In [1]:
from dotenv import load_dotenv
load_dotenv(".env")

import os
from typing import List, Tuple, Union

import torch
import json
from datasets import Dataset, load_dataset
from langchain_community.vectorstores import FAISS
from langchain_community.vectorstores.utils import DistanceStrategy
from langchain_google_genai import ChatGoogleGenerativeAI
from langchain_huggingface import HuggingFaceEmbeddings
from ragas import evaluate
from ragas.llms import LangchainLLMWrapper
from ragas.metrics import ContextRelevance, FactualCorrectness, Faithfulness
from ragatouille import RAGPretrainedModel
from transformers import AutoModelForCausalLM, AutoTokenizer
from tqdm import tqdm

********************************************************************************
--------------------------------------------
RAGatouille version 0.0.10 will be migrating to a PyLate backend 
instead of the current Stanford ColBERT backend.
PyLate is a fully mature, feature-equivalent backend, that greatly facilitates compatibility.
However, please pin version <0.0.10 if you require the Stanford ColBERT backend.
********************************************************************************
  from ragatouille import RAGPretrainedModel


In [2]:
ds_name = "hotpotqa"
#ds_name = "pubmedqa"
#ds_name = "delucionqa"
ds = load_dataset("rungalileo/ragbench", ds_name)
print(len(ds["train"]))
print(len(ds["validation"]))
print(len(ds["test"]))

1883
424
390


In [3]:
EMBEDDING_MODEL_NAME = "Qwen/Qwen3-Embedding-0.6B"

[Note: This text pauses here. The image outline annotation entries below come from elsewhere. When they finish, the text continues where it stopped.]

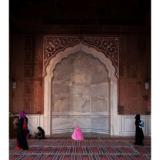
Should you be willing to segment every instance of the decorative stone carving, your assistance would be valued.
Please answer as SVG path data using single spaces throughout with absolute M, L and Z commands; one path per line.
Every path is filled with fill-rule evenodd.
M 95 37 L 95 36 L 45 36 L 43 42 L 43 71 L 49 61 L 60 51 L 73 47 L 78 43 L 85 44 L 104 53 L 115 67 L 115 75 L 119 75 L 119 39 L 117 37 Z

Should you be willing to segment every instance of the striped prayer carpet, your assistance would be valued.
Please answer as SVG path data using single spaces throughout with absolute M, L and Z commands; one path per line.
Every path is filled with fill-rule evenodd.
M 70 138 L 29 139 L 29 150 L 15 150 L 9 141 L 10 160 L 150 160 L 150 138 L 144 146 L 134 145 L 134 138 L 88 138 L 82 142 Z

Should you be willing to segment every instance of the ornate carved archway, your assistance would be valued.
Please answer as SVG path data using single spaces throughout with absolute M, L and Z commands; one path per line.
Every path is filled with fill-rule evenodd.
M 69 55 L 83 51 L 99 59 L 109 71 L 111 135 L 118 135 L 117 77 L 118 39 L 108 37 L 44 37 L 44 128 L 51 134 L 51 79 L 56 64 Z

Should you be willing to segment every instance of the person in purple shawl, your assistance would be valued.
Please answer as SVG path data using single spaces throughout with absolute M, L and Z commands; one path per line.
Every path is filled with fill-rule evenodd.
M 17 146 L 16 149 L 28 150 L 27 143 L 28 118 L 24 112 L 19 113 L 18 128 L 17 128 Z

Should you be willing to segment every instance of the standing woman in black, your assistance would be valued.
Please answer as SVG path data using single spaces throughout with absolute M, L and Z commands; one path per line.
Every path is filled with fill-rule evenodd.
M 137 114 L 135 116 L 135 126 L 136 126 L 136 134 L 135 134 L 135 144 L 136 145 L 143 145 L 144 140 L 144 134 L 141 127 L 141 120 L 140 120 L 140 114 Z
M 17 128 L 17 142 L 19 149 L 28 150 L 27 134 L 28 118 L 26 117 L 26 114 L 24 112 L 20 112 Z

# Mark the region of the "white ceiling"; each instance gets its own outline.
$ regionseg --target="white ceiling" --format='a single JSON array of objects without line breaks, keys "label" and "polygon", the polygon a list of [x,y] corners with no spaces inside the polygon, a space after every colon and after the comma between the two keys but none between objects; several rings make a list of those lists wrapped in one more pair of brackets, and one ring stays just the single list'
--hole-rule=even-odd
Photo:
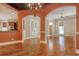
[{"label": "white ceiling", "polygon": [[0,4],[0,19],[17,19],[17,11],[9,7],[7,4]]},{"label": "white ceiling", "polygon": [[75,6],[65,6],[58,9],[51,11],[47,16],[46,19],[53,20],[58,19],[61,16],[73,16],[76,15],[76,7]]}]

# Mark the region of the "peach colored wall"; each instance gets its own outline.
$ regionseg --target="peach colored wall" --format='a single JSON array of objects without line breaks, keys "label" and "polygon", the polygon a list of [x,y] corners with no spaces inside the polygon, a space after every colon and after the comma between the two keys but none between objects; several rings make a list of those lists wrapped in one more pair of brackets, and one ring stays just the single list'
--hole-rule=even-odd
[{"label": "peach colored wall", "polygon": [[7,41],[14,41],[17,40],[17,32],[16,31],[5,31],[0,32],[0,43],[7,42]]},{"label": "peach colored wall", "polygon": [[[60,8],[60,7],[63,7],[63,6],[76,6],[77,7],[77,32],[79,32],[79,21],[78,21],[78,15],[79,15],[79,4],[74,4],[74,3],[53,3],[53,4],[50,4],[50,5],[47,5],[46,8],[44,8],[43,10],[21,10],[19,11],[19,20],[18,20],[18,29],[19,29],[19,39],[22,40],[22,18],[24,16],[27,16],[27,15],[31,15],[33,13],[35,13],[36,15],[38,15],[40,18],[41,18],[41,26],[40,26],[40,39],[41,40],[45,40],[45,16],[51,12],[52,10],[55,10],[57,8]],[[79,35],[77,35],[77,48],[79,48],[78,44],[79,44]]]}]

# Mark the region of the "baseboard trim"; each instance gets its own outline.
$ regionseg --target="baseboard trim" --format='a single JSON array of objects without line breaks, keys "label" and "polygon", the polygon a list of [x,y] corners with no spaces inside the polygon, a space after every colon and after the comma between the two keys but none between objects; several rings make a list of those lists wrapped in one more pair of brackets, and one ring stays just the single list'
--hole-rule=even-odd
[{"label": "baseboard trim", "polygon": [[16,43],[22,43],[22,42],[23,42],[22,40],[2,42],[2,43],[0,43],[0,46],[6,46],[6,45],[11,45],[11,44],[16,44]]},{"label": "baseboard trim", "polygon": [[76,49],[76,54],[79,54],[79,49]]},{"label": "baseboard trim", "polygon": [[46,42],[46,41],[40,41],[40,43],[44,43],[44,44],[46,44],[47,42]]}]

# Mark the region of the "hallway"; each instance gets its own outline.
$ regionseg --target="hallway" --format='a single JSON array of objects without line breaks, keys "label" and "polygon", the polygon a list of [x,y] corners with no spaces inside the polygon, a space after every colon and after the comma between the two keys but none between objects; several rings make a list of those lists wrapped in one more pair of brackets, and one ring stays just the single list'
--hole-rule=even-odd
[{"label": "hallway", "polygon": [[0,55],[78,56],[79,4],[29,4],[0,4]]}]

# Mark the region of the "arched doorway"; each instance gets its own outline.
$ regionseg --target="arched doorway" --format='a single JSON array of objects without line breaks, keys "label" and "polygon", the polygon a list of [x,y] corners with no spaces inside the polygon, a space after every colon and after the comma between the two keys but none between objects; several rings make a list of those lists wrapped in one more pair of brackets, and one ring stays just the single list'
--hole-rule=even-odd
[{"label": "arched doorway", "polygon": [[36,15],[28,15],[22,21],[22,40],[31,40],[40,38],[40,17]]},{"label": "arched doorway", "polygon": [[[45,41],[52,43],[54,50],[71,50],[76,48],[76,7],[63,6],[57,8],[45,17]],[[50,42],[51,40],[51,42]],[[69,44],[70,42],[70,44]],[[69,51],[69,50],[67,50]],[[66,52],[67,52],[66,51]],[[68,52],[69,53],[69,52]]]}]

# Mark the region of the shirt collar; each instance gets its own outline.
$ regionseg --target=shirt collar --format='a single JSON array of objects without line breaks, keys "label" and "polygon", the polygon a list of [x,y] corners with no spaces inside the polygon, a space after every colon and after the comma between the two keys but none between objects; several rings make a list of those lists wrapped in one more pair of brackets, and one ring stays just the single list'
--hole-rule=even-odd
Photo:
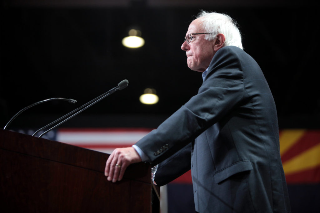
[{"label": "shirt collar", "polygon": [[203,81],[204,81],[204,80],[205,79],[205,77],[207,75],[207,72],[208,72],[208,68],[207,69],[205,70],[204,72],[202,73],[202,79],[203,79]]}]

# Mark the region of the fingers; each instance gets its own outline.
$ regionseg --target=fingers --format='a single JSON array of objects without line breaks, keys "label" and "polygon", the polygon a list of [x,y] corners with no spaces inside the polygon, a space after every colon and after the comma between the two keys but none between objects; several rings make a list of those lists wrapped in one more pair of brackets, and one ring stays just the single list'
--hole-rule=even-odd
[{"label": "fingers", "polygon": [[128,166],[141,161],[140,156],[132,147],[116,149],[106,163],[105,175],[109,181],[119,181],[122,179]]}]

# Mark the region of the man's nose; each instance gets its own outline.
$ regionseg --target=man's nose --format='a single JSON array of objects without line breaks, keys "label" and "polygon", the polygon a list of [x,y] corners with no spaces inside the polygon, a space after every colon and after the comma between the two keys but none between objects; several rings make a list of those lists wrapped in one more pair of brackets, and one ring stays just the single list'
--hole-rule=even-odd
[{"label": "man's nose", "polygon": [[187,51],[189,49],[189,44],[186,41],[184,41],[183,43],[182,43],[182,45],[181,45],[181,49],[185,51]]}]

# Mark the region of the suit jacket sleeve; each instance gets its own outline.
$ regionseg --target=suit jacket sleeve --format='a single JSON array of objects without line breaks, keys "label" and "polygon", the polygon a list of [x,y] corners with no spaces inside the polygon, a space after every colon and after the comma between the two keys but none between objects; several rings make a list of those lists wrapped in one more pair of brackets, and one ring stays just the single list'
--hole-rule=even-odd
[{"label": "suit jacket sleeve", "polygon": [[172,155],[219,121],[241,100],[241,62],[226,47],[215,55],[198,94],[137,142],[153,165]]}]

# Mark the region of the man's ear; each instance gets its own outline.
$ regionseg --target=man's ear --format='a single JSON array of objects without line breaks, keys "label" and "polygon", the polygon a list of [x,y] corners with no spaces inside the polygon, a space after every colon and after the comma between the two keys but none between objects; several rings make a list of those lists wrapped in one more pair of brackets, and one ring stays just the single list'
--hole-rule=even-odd
[{"label": "man's ear", "polygon": [[226,37],[222,34],[219,33],[217,35],[213,46],[213,49],[215,52],[223,47],[225,40]]}]

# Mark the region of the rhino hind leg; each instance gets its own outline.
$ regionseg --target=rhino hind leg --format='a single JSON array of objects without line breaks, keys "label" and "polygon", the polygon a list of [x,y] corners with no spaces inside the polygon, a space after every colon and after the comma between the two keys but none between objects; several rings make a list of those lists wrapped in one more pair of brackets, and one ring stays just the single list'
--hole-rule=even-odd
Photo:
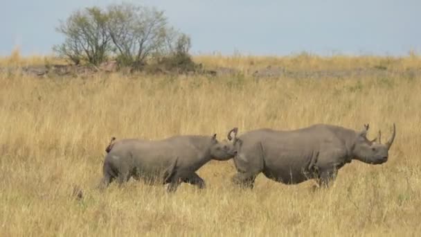
[{"label": "rhino hind leg", "polygon": [[183,182],[197,186],[200,189],[205,188],[206,187],[204,180],[203,180],[203,179],[197,175],[197,174],[195,173],[193,173],[192,175],[183,179],[182,180]]},{"label": "rhino hind leg", "polygon": [[177,174],[173,175],[170,181],[170,185],[168,185],[168,187],[167,188],[167,192],[174,193],[177,190],[181,182],[181,179],[179,175]]},{"label": "rhino hind leg", "polygon": [[320,171],[317,177],[317,185],[319,188],[329,188],[334,182],[338,170],[336,169],[329,169]]},{"label": "rhino hind leg", "polygon": [[232,182],[242,188],[252,189],[254,188],[254,181],[257,174],[252,173],[237,173],[231,178]]}]

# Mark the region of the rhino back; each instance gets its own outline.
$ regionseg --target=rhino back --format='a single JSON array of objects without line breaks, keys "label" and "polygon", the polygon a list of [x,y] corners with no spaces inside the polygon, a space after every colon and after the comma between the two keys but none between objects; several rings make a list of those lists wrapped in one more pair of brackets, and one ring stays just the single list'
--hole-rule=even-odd
[{"label": "rhino back", "polygon": [[[341,147],[334,126],[315,125],[294,130],[262,129],[244,133],[240,155],[256,154],[254,143],[260,142],[264,168],[268,177],[287,183],[299,183],[307,179],[312,159],[321,150]],[[260,159],[257,156],[249,159]]]},{"label": "rhino back", "polygon": [[[158,141],[127,139],[115,146],[110,154],[132,160],[132,166],[143,173],[163,170],[171,166],[176,159],[178,159],[177,170],[195,170],[203,164],[201,158],[206,152],[202,150],[206,150],[206,139],[174,136]],[[201,143],[204,143],[201,146]]]}]

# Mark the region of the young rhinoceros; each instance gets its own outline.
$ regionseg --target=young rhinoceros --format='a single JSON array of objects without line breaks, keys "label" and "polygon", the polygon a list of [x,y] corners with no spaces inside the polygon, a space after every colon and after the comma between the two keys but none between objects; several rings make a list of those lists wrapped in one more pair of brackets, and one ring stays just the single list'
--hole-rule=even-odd
[{"label": "young rhinoceros", "polygon": [[181,182],[205,188],[205,182],[195,173],[211,159],[225,161],[236,154],[233,145],[218,141],[213,136],[180,135],[163,140],[137,139],[111,141],[106,149],[99,188],[113,179],[119,184],[130,177],[136,180],[170,184],[167,191],[174,192]]},{"label": "young rhinoceros", "polygon": [[328,186],[338,170],[352,159],[371,164],[387,161],[395,139],[395,123],[392,137],[385,144],[381,143],[380,131],[376,139],[367,139],[368,130],[368,125],[357,132],[317,124],[289,131],[258,129],[237,138],[235,128],[228,134],[238,151],[233,158],[238,173],[232,181],[252,188],[256,177],[262,173],[286,184],[316,179],[319,186]]}]

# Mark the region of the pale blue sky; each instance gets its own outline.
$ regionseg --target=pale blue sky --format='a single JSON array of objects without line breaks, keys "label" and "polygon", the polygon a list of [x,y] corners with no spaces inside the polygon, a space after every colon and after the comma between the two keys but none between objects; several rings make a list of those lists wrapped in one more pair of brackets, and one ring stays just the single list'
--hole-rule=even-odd
[{"label": "pale blue sky", "polygon": [[[163,10],[192,37],[191,52],[289,55],[421,53],[421,0],[125,1]],[[0,0],[0,55],[49,53],[58,19],[111,0]]]}]

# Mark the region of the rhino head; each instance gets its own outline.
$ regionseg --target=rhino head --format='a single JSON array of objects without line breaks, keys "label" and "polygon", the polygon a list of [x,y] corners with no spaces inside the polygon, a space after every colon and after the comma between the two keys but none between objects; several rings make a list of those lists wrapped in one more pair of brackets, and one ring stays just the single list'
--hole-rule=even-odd
[{"label": "rhino head", "polygon": [[395,128],[393,123],[393,132],[391,139],[382,144],[382,132],[373,140],[366,137],[368,125],[364,125],[364,129],[357,133],[353,146],[352,155],[355,159],[371,164],[380,164],[387,161],[388,150],[395,140]]},{"label": "rhino head", "polygon": [[210,156],[213,159],[226,161],[237,155],[237,149],[234,145],[226,141],[219,141],[216,139],[216,133],[211,139]]}]

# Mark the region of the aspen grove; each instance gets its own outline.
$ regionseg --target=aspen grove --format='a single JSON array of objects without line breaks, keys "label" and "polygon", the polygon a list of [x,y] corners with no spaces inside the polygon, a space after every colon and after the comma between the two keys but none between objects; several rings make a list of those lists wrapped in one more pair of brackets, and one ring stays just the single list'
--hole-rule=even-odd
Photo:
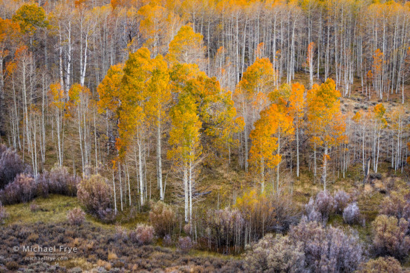
[{"label": "aspen grove", "polygon": [[[358,211],[378,183],[385,208],[410,202],[407,184],[385,182],[408,180],[409,34],[404,1],[4,0],[0,208],[33,183],[22,201],[77,196],[104,222],[132,213],[165,222],[139,226],[140,245],[153,228],[164,242],[177,229],[182,252],[239,253],[261,239],[249,272],[358,269],[364,260],[308,251],[305,227],[329,246],[345,237],[343,251],[364,255],[355,234],[325,227],[336,219],[373,229],[374,257],[408,262],[408,212]],[[15,174],[2,171],[12,152]],[[64,190],[44,182],[60,176]],[[70,213],[75,225],[86,219]],[[387,248],[383,223],[407,229],[409,248]],[[269,265],[276,258],[264,246],[303,262]]]}]

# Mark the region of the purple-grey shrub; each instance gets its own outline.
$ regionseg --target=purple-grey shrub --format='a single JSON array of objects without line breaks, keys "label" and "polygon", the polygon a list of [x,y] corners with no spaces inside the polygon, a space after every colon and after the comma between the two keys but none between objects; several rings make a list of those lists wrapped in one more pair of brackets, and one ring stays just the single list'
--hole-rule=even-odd
[{"label": "purple-grey shrub", "polygon": [[11,182],[18,174],[25,171],[25,168],[18,154],[0,144],[0,189]]},{"label": "purple-grey shrub", "polygon": [[0,201],[4,204],[25,203],[36,195],[36,181],[29,175],[21,173],[0,191]]},{"label": "purple-grey shrub", "polygon": [[381,215],[371,223],[373,246],[376,254],[402,260],[409,254],[409,222],[404,218]]}]

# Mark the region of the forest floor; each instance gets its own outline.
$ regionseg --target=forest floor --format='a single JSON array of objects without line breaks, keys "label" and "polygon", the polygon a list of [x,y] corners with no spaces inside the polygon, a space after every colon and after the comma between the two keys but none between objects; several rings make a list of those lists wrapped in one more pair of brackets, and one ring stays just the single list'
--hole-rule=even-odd
[{"label": "forest floor", "polygon": [[[36,211],[29,204],[6,206],[9,217],[0,234],[0,272],[242,272],[240,256],[191,251],[182,253],[174,246],[137,246],[118,237],[116,225],[102,224],[87,215],[80,227],[67,223],[67,212],[79,206],[75,197],[53,195],[34,200]],[[34,255],[24,246],[77,248],[76,253],[63,252],[67,260],[47,262],[28,260]],[[16,248],[18,248],[18,249]]]}]

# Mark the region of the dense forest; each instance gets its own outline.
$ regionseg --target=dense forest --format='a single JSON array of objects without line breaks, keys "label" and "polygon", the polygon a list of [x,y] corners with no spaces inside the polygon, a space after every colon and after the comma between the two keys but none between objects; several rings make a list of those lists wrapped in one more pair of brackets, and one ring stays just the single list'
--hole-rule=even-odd
[{"label": "dense forest", "polygon": [[406,1],[2,0],[0,241],[111,251],[0,271],[405,270],[409,33]]}]

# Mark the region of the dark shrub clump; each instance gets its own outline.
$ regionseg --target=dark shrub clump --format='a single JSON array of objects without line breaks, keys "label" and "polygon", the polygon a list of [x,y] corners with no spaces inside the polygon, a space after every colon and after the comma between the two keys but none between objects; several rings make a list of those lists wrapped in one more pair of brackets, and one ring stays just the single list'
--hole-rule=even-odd
[{"label": "dark shrub clump", "polygon": [[189,236],[179,237],[179,240],[178,241],[178,248],[182,253],[189,253],[193,247],[193,244],[192,244],[192,240],[191,240],[191,238]]},{"label": "dark shrub clump", "polygon": [[80,179],[70,175],[67,167],[56,165],[49,173],[39,175],[36,181],[39,196],[47,197],[48,194],[56,194],[75,197]]},{"label": "dark shrub clump", "polygon": [[172,208],[163,202],[158,201],[152,206],[149,212],[149,222],[158,236],[172,234],[177,218]]},{"label": "dark shrub clump", "polygon": [[154,229],[150,225],[138,225],[137,228],[130,232],[130,239],[139,245],[149,244],[153,239]]},{"label": "dark shrub clump", "polygon": [[400,262],[392,257],[379,257],[376,260],[370,260],[362,265],[360,269],[360,272],[362,273],[401,273],[402,272]]},{"label": "dark shrub clump", "polygon": [[78,185],[78,200],[88,213],[104,219],[111,214],[111,189],[100,175],[83,179]]},{"label": "dark shrub clump", "polygon": [[360,221],[360,211],[357,203],[350,204],[343,210],[343,220],[345,222],[352,225],[357,224]]},{"label": "dark shrub clump", "polygon": [[86,213],[80,208],[74,208],[67,215],[68,222],[71,225],[81,225],[86,220]]}]

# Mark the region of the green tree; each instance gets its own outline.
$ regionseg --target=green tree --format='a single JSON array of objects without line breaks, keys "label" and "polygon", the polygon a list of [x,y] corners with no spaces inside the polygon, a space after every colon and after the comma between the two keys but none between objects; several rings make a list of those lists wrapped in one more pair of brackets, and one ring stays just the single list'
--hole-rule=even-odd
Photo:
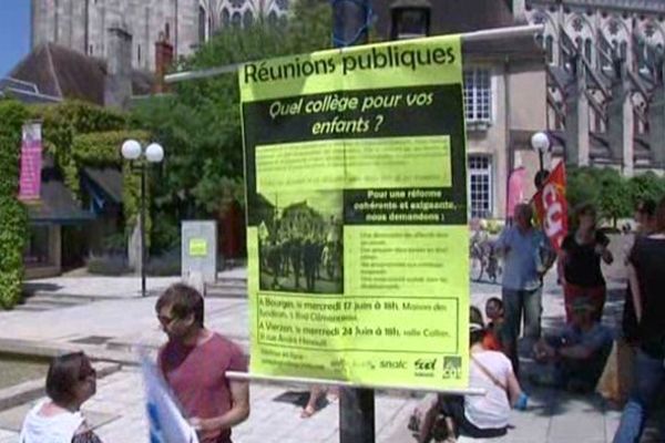
[{"label": "green tree", "polygon": [[[300,0],[287,21],[259,20],[225,30],[176,68],[202,70],[327,49],[330,30],[330,6]],[[237,74],[178,83],[173,94],[144,100],[132,114],[134,125],[151,131],[166,154],[156,175],[158,186],[153,187],[156,218],[209,216],[223,213],[233,200],[244,200]],[[161,243],[168,244],[162,234]]]},{"label": "green tree", "polygon": [[581,203],[593,204],[614,227],[618,218],[631,215],[633,207],[628,181],[610,167],[569,169],[566,198],[571,209]]},{"label": "green tree", "polygon": [[633,207],[642,199],[653,199],[657,203],[665,197],[665,178],[651,171],[636,175],[628,181],[628,193]]}]

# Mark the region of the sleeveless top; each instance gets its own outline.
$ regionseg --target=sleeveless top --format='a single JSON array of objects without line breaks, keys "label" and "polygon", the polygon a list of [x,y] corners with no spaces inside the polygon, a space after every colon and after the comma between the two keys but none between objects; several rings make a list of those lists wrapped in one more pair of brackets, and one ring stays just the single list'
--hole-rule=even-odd
[{"label": "sleeveless top", "polygon": [[81,412],[62,412],[44,416],[39,412],[49,400],[41,401],[28,412],[19,443],[71,443],[83,424]]}]

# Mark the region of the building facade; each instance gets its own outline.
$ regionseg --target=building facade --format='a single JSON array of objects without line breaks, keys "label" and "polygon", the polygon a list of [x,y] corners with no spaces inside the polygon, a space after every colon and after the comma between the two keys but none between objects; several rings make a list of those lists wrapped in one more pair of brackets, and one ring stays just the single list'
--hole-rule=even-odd
[{"label": "building facade", "polygon": [[528,0],[544,25],[548,130],[575,165],[665,167],[665,1]]},{"label": "building facade", "polygon": [[31,45],[57,43],[106,59],[110,28],[132,35],[132,66],[155,70],[155,42],[166,40],[174,56],[191,54],[225,27],[258,18],[276,21],[289,0],[31,0]]}]

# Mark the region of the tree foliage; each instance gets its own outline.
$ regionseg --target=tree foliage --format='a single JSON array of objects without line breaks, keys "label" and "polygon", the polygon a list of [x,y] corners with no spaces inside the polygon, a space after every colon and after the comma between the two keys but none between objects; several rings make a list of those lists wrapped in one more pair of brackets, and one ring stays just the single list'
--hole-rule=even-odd
[{"label": "tree foliage", "polygon": [[19,302],[23,279],[28,220],[17,195],[21,125],[27,116],[19,103],[0,101],[0,307],[6,309]]}]

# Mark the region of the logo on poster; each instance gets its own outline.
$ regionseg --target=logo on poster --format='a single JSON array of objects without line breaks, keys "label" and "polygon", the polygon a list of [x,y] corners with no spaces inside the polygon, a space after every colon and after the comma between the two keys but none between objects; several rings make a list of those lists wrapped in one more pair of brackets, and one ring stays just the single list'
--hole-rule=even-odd
[{"label": "logo on poster", "polygon": [[443,379],[462,378],[462,358],[459,356],[443,357]]},{"label": "logo on poster", "polygon": [[437,359],[418,359],[413,362],[417,377],[434,377]]}]

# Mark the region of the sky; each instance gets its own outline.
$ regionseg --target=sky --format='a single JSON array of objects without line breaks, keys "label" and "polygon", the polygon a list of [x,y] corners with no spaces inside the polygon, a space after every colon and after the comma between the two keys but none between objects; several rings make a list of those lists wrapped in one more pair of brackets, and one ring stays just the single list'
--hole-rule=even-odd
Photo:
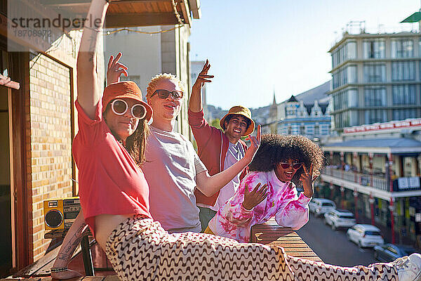
[{"label": "sky", "polygon": [[[420,0],[201,0],[190,60],[209,59],[207,103],[256,108],[331,79],[330,53],[350,21],[370,33],[417,27],[399,23]],[[383,31],[384,32],[384,31]]]}]

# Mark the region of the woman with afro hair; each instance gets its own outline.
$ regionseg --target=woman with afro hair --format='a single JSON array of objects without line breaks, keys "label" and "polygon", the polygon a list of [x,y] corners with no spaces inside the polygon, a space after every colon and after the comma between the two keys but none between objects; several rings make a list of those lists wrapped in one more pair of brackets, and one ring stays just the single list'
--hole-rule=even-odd
[{"label": "woman with afro hair", "polygon": [[[309,220],[313,181],[323,165],[321,150],[305,136],[262,136],[249,165],[250,172],[209,222],[205,233],[247,242],[251,226],[273,216],[279,226],[300,228]],[[298,195],[300,182],[304,191]]]}]

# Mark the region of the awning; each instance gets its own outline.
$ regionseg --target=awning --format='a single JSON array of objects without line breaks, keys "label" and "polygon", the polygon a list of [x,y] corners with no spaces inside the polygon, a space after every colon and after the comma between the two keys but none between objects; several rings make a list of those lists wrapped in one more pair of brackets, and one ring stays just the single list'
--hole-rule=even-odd
[{"label": "awning", "polygon": [[[75,15],[86,15],[91,4],[91,0],[39,1],[41,5],[56,11]],[[199,0],[113,0],[107,12],[105,27],[191,25],[190,6],[194,18],[199,18]]]},{"label": "awning", "polygon": [[418,22],[421,20],[421,12],[415,12],[401,22]]},{"label": "awning", "polygon": [[18,82],[11,80],[10,77],[6,77],[0,74],[0,85],[6,86],[6,87],[19,90],[20,84]]}]

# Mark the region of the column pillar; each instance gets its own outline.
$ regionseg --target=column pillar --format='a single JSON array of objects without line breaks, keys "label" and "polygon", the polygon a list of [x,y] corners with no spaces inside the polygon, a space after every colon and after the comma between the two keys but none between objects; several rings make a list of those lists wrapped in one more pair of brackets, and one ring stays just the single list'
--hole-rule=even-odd
[{"label": "column pillar", "polygon": [[345,200],[345,188],[343,186],[341,186],[340,190],[340,207],[341,207],[341,209],[344,209],[344,201]]},{"label": "column pillar", "polygon": [[[392,165],[393,165],[393,157],[392,156],[392,153],[389,153],[387,155],[387,158],[389,158],[389,188],[390,193],[393,192],[393,179],[392,178]],[[392,242],[395,242],[395,235],[394,235],[394,198],[391,196],[390,197],[390,204],[389,205],[389,208],[390,209],[390,225],[392,226]]]},{"label": "column pillar", "polygon": [[368,153],[368,163],[370,165],[370,186],[373,186],[373,153],[371,153],[371,152]]},{"label": "column pillar", "polygon": [[368,202],[370,202],[370,209],[371,210],[371,224],[374,226],[374,198],[371,193],[370,193]]},{"label": "column pillar", "polygon": [[358,192],[356,188],[354,190],[352,195],[354,195],[354,204],[355,204],[355,221],[358,223]]}]

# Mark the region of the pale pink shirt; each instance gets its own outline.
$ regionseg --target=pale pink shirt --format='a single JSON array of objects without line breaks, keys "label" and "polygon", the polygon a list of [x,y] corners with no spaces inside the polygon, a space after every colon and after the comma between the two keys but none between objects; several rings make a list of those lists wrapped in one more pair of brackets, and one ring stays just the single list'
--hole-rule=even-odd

embedding_model = HuggingFaceEmbeddings(
    model_name=EMBEDDING_MODEL_NAME,
    multi_process=False,
    model_kwargs={"device": "cuda"},
    encode_kwargs={"normalize_embeddings": True},  # Set `True` for cosine similarity
)

KNOWLEDGE_VECTOR_DB_PATH = f"vector_store/{EMBEDDING_MODEL_NAME.replace('/', '~')}_{ds_name}"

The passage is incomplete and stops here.